DG National Report: Chicago by Cheryl Coons
@dramatistsguild @Cheryl_Coons
Russ Tutterow has helmed Chicago Dramatists for 30 years, helping to develop more than 1500 new plays and serving several hundred playwrights as mentor, director, and friend. This February Russ moved into a new role as Artistic Director Emeritus. He continues to consult with the company, and maintains close relationships with its 36 Resident Playwrights. Meghan Beals, who served Chicago Dramatists as Associate Artistic director from 2010 to 2012, is the company’s Interim Artistic Director.

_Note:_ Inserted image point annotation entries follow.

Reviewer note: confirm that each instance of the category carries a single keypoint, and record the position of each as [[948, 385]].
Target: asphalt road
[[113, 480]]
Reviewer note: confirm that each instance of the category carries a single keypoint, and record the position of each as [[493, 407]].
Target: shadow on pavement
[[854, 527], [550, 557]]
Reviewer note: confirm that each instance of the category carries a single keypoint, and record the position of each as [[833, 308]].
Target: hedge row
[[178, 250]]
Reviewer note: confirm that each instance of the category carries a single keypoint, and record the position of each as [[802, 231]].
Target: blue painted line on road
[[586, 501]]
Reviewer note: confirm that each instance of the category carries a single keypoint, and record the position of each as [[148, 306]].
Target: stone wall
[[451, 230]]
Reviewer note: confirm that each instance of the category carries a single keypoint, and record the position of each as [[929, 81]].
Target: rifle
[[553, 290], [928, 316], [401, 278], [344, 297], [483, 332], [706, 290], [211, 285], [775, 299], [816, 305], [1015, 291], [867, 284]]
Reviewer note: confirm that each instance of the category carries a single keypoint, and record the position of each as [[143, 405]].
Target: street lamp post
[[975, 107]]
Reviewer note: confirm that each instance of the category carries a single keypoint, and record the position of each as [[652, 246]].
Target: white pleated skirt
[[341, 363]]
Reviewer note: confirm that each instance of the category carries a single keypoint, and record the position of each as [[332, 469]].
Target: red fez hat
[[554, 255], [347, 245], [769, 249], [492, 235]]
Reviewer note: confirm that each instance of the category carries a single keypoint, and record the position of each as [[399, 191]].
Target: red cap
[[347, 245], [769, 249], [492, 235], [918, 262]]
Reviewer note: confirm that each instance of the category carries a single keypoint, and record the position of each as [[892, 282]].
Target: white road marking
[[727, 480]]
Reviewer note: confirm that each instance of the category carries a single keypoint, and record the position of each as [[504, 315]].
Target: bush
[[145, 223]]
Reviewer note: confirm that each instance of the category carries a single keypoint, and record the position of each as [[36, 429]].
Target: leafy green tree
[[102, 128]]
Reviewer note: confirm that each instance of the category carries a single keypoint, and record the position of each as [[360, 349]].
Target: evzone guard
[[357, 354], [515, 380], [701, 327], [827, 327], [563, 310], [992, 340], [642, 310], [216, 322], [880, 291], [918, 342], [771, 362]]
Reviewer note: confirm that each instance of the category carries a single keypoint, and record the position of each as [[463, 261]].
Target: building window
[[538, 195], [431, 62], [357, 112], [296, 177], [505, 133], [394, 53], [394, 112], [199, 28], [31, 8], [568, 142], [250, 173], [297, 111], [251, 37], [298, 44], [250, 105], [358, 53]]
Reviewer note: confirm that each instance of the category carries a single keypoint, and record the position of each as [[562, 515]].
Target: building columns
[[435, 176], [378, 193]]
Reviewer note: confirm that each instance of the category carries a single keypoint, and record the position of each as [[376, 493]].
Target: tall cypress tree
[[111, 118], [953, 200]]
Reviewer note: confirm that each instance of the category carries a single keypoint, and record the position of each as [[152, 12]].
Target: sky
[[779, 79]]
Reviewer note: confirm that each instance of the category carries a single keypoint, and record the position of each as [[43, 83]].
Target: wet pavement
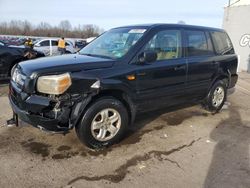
[[180, 147]]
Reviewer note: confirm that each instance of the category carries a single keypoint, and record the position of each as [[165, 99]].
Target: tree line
[[44, 29]]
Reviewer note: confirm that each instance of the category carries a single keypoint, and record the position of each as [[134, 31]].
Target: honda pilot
[[125, 71]]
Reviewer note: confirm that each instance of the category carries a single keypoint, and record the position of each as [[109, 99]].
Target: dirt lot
[[184, 148]]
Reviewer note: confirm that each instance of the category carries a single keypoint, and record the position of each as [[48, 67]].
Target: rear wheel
[[216, 97], [103, 124]]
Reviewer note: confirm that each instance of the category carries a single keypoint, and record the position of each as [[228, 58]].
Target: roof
[[157, 25], [235, 3]]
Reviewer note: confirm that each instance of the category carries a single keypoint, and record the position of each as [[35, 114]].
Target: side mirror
[[147, 57]]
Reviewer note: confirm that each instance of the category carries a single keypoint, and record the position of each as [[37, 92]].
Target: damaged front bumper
[[57, 115]]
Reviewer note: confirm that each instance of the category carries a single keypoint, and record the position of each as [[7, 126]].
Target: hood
[[64, 63]]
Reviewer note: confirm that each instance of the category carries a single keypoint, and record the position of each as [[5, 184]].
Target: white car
[[49, 46]]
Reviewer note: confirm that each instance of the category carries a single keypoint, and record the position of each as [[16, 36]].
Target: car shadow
[[230, 163]]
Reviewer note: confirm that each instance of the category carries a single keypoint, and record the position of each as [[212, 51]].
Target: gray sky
[[112, 13]]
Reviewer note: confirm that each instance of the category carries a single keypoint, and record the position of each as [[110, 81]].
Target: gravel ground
[[185, 147]]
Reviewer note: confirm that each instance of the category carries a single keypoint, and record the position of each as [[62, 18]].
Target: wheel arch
[[120, 95]]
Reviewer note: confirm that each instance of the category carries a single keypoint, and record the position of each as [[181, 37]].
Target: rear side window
[[198, 44], [222, 43], [167, 44]]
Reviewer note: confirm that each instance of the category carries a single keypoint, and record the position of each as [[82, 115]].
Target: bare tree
[[17, 27]]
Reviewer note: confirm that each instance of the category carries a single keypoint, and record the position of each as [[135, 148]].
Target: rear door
[[201, 63], [162, 82]]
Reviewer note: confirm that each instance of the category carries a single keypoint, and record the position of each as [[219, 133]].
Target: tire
[[216, 97], [98, 121]]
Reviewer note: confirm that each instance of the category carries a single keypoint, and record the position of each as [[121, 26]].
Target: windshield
[[113, 44]]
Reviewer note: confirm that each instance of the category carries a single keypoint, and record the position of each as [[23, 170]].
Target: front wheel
[[216, 97], [103, 124]]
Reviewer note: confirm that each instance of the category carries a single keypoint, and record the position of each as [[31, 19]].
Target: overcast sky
[[112, 13]]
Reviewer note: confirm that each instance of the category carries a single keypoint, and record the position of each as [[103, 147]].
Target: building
[[236, 23]]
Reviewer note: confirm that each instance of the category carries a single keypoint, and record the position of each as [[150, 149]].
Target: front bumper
[[40, 112], [36, 120]]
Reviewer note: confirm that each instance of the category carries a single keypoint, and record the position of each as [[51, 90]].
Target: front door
[[162, 82], [201, 63]]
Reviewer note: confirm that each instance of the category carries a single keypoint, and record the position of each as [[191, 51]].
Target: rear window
[[198, 44], [222, 43]]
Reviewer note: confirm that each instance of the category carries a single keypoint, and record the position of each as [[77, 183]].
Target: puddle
[[178, 117], [65, 155], [37, 148], [120, 173], [63, 148]]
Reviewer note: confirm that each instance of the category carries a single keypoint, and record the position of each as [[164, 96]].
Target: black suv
[[125, 71]]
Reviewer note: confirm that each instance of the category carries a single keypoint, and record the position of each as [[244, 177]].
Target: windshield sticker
[[137, 31]]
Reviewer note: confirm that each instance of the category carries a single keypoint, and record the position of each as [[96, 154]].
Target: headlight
[[54, 84]]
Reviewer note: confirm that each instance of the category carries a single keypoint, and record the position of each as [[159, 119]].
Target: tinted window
[[44, 43], [167, 44], [54, 43], [222, 43], [198, 44]]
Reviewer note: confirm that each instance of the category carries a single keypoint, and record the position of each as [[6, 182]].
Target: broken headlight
[[54, 84]]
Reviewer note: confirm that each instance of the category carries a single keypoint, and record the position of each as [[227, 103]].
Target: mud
[[37, 148], [121, 172], [177, 118]]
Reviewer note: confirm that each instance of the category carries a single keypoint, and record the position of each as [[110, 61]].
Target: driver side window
[[166, 44]]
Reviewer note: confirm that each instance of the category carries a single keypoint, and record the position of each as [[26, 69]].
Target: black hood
[[64, 63]]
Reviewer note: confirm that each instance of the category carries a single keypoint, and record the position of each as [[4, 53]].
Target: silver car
[[49, 46]]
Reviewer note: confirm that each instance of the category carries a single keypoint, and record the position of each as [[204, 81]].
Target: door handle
[[179, 67]]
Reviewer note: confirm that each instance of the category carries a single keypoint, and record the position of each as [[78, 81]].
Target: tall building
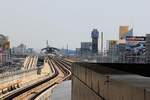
[[122, 31], [19, 50], [86, 47], [147, 46], [4, 49], [95, 36]]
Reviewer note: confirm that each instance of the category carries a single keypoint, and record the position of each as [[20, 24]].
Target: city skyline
[[69, 22]]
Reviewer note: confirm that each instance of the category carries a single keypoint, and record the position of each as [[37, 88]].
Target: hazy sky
[[32, 22]]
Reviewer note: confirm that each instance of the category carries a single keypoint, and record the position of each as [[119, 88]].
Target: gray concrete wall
[[88, 84]]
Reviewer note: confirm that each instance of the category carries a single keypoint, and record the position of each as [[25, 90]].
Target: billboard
[[135, 44]]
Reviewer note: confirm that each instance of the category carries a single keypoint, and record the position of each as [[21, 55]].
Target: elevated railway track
[[60, 72]]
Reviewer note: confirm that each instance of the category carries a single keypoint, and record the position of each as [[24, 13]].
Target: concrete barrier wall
[[91, 85]]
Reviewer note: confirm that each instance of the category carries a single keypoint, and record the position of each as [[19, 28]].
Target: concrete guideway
[[20, 78], [60, 73], [61, 63]]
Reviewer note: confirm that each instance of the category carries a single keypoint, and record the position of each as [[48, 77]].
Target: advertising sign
[[135, 44]]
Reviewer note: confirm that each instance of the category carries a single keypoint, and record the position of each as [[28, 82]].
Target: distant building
[[86, 47], [95, 36], [111, 44], [122, 31], [19, 50], [147, 47], [4, 49]]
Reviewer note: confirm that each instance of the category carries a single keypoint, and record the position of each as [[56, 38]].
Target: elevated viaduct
[[110, 81]]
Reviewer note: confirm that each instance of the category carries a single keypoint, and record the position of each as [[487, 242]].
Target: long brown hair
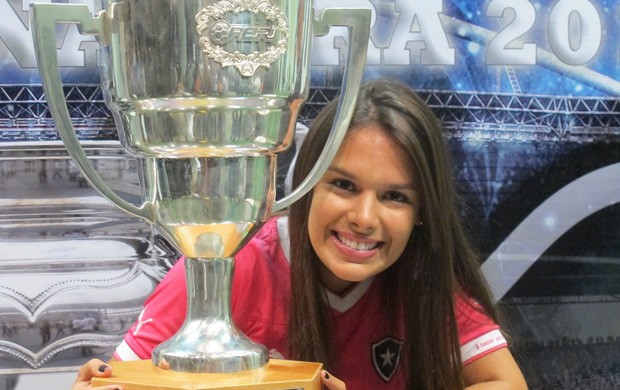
[[437, 264]]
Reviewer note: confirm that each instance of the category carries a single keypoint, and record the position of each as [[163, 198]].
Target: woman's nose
[[364, 213]]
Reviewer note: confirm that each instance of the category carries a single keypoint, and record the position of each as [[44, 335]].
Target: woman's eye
[[396, 196], [343, 184]]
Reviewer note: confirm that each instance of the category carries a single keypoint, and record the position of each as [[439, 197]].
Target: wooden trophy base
[[277, 374]]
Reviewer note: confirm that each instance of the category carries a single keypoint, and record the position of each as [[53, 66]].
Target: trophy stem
[[208, 341]]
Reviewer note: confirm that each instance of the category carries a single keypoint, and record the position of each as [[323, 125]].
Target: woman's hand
[[330, 382], [94, 368]]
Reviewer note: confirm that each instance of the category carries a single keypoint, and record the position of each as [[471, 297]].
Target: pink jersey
[[368, 351]]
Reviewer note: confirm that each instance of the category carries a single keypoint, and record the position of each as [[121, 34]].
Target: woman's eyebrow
[[395, 186]]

“For more than three decades, Chicago Dramatists has been a place I call home and it will continue to be as I move into an emeritus role,” said Tutterow. “As I pass the torch to Meghan, I’m excited about the direction our organization is taking in blending the traditions that made us successful with a pioneer approach that will take our work into the future.”
During his tenure as Artistic Director, Russ directed dozens of world premieres at Chicago Dramatists, including A Steady Rain, which won Chicago’s Joseph Jefferson Award for Best Production in 2008, and was produced on Broadway in 2009. He also created the company’s Saturday Series, which presents a staged reading of a new play nearly every Saturday afternoon. “If you’re a playwright living in Chicago, there is a good chance that he has been an important part of your life,” says Chicago Dramatists Resident Playwright Will Dunne. “If Chicago playwriting has a father, his name is Russ Tutterow.”
Other playwrights echo this warm, familial feeling for Russ. Aline Lathrop writes “He has built a safe home where we have had the freedom to grow, and fail, and thrive without fear of losing that home, or Russ’s support. When something good happens in my career, Russ is the person I want to tell. And when I send out a new draft at 4:00 a.m., Russ is the person who writes back right away.”
Playwright Reginald Edmund says “There are a lot of leaders in American Theatre but Russ is someone that leads with love and that makes him a rarity. He’s filled with so much light, and I think it’s safe to say he is proof that one man can indeed change the world.”
Not only playwrights have benefitted from Russ’s care. Mia McCullough says, “For me, the thing that is most impressive about Russ’ legacy is that he has almost single-handedly made Chicago the nurturing environment that it is for new work. Chicago Dramatists is not just a place for playwrights to develop their work, but a training center for actors and directors to learn how to talk to playwrights about their work in a supportive, collaborative, and insightful way.”
Resident Playwright Andrew Hinderaker offers this vivid snapshot of Russ: “I’m sitting at the rehearsal table, staring at a script that bears a title I’d scribbled in my journal, three years earlier, while attending a Saturday Series reading: I Am Going to Change the World. And for the first time, I’m about to hear this magnificent cast read this play. And it’s happening in the building where I dreamt it up. It’s happening in my home. I look at Russ Tutterow, rocking the double-pocketed maroon collared shirt like no other man can. Russ, with his gruff voice and tender heart. Russ, who once said to me, ‘But, Andrew, nothing’s harder than writing a play.’ And even as my mind flipped through the catalogue of sarcastic and serious replies (brain surgery, electrical engineering, deciphering an actual image in those 3-D posters) I was quietly grateful that he believed such a belief, and with such ferocity.”
I’m personally grateful to Russ for inviting me to be a Resident Playwright, and creating a space for musical theatre development at Chicago Dramatists.
Susan Lieberman, whose 30 years as a Resident Playwright with Chicago Dramatists has coincided with Russ’s tenure as Artistic Director, says it this way: “Russ Tutterow is, literally, my ‘Sweet Home Chicago.’